Saturday, March 17

You Lost Me by David Kinnaman


Churches across America have noticed an alarming trend: young adults leaving the church. Where are they going? Why are they leaving? David Kinnaman, president of the Barna Group and co-author of the book UnChristian, seeks an answer. Kinnaman and the Barna Group performed a study of young adults to figure out what is causing this exodus.

Most of You Lost Me is an analysis of the results of this study. While suggestions and commentary are offered, the first focus of the book is find an answer. Kinnaman hopes the results in his book can provoke discussions and possible changes.

One of his key points early in the book is that our world tends to think in terms of mass production. Unfortunately, this mindset has seeped into the church. Kinnaman writes, “…disciples cannot be mass-produced. Disciples are handmade, one relationship at a time.” While You Lost Me looks at an entire generation, Kinnaman doesn’t lose sight of the fact that there is no one right answer. As he continually writes throughout the book, “Every story matters.”

There are some terms important to understand in Kinnaman’s book. The term Mosaic (first introduced in UnChristian) refers to Millennials, or those ages 18-29. Then, he breaks those who were ‘lost’ by the church into three groups for the purpose of the book. Nomads: those who do not engage in the church but still call themselves Christians. Prodigals, those who lose their faith. Exiles, those who still have their faith but they don’t know how to resolve tension between the church and culture.

After describing the three groups of ‘lost’ Mosaics in more detail, he spends a large part of the book looking at why they feel disconnected from the church.  Reasons include overprotectiveness, the perception that the church is anti-science, and that it is repressive and behind the times (Kinnaman specifically focuses on the church’s teachings about sexuality).

Throughout, Kinnaman offers his commentary, noting where the church can better help Mosaics, but also pointing out things that worry him about Mosaics.
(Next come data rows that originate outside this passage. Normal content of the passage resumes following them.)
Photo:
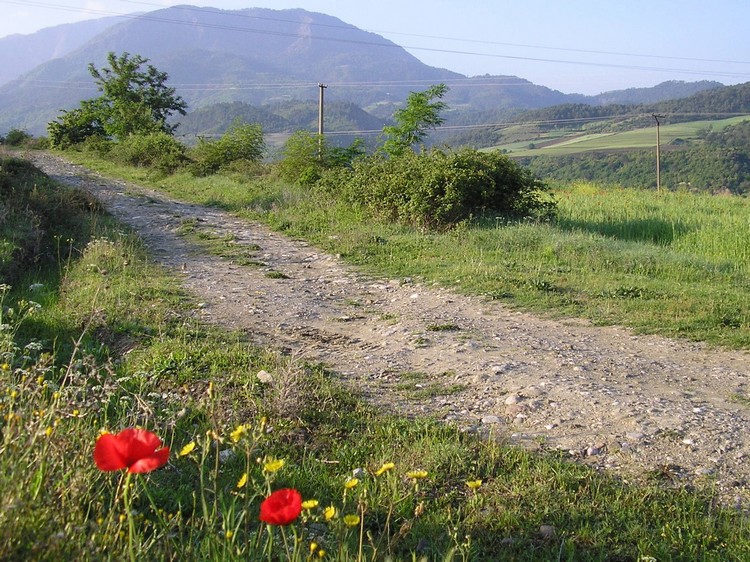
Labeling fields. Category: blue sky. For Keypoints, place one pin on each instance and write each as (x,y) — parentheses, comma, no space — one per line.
(582,46)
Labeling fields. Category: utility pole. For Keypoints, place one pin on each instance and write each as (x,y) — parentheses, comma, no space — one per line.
(658,151)
(320,120)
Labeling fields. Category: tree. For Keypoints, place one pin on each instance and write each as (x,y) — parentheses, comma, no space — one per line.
(134,100)
(422,112)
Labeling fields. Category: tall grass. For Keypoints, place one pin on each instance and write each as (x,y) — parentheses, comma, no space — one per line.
(378,487)
(671,263)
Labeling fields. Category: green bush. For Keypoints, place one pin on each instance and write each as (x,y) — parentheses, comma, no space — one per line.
(240,142)
(438,189)
(16,137)
(159,150)
(307,157)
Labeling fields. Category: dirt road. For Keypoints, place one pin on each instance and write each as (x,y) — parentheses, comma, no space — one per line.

In the chapter on exclusivity he writes, “Many young people are redefining their ethical decisions by what seems fair, rather than by an outside standard of right and wrong. How can the church, which flies the flag of God’s unchanging moral standards, deal with such a shift?”

The end of the book features fifty ideas on how to interact with Mosaics, gathered from a variety of people.

Being in the age group discussed, I found it easy to understand, and even relate at times, to what Kinnaman was writing. He is honest and obviously has a passion for understanding and helping those of my generation. He isn’t afraid to criticize that what needs criticizing, whether it’s the church or the generation. Data, primarily presented in tables, is easy to understand and is well deconstructed.

Some elements of Kinnaman’s research do seem a little odd and out of place though. On page 48 writes about alienation and feelings of disconnect. He mentions things such as a rise in freelancing among Mosaics, the rise of social media, and hesitant approaches to marriage. However, he also includes, “The average young adult has worked for his or her current employer for 3 years, compared to 10 years among older adults.” He offers this sentence with no breakdown or analysis. My reaction is, “Duh.” A 21 year old generally isn’t old enough to work for the same employer for more than a few years. If in fifteen or twenty years this trend persists in my generation, it may be more important to look at, but as is this piece of information doesn’t feel supported. When “older adults” were 18-29 how many years had they worked for one employer? My guess would be the number would be less than ten, likely closer to 3-5. There were a few similar pieces of data like this throughout the book which caused me to pause. However, these were rare.

You Lost Me is a strong look into the lives of Mosaics, especially those removed from the church and can be a strong resource for churches. Youth pastors, or any other church staff members who regularly engage with youth would particularly find this book useful. Parents may also benefit from reading this book.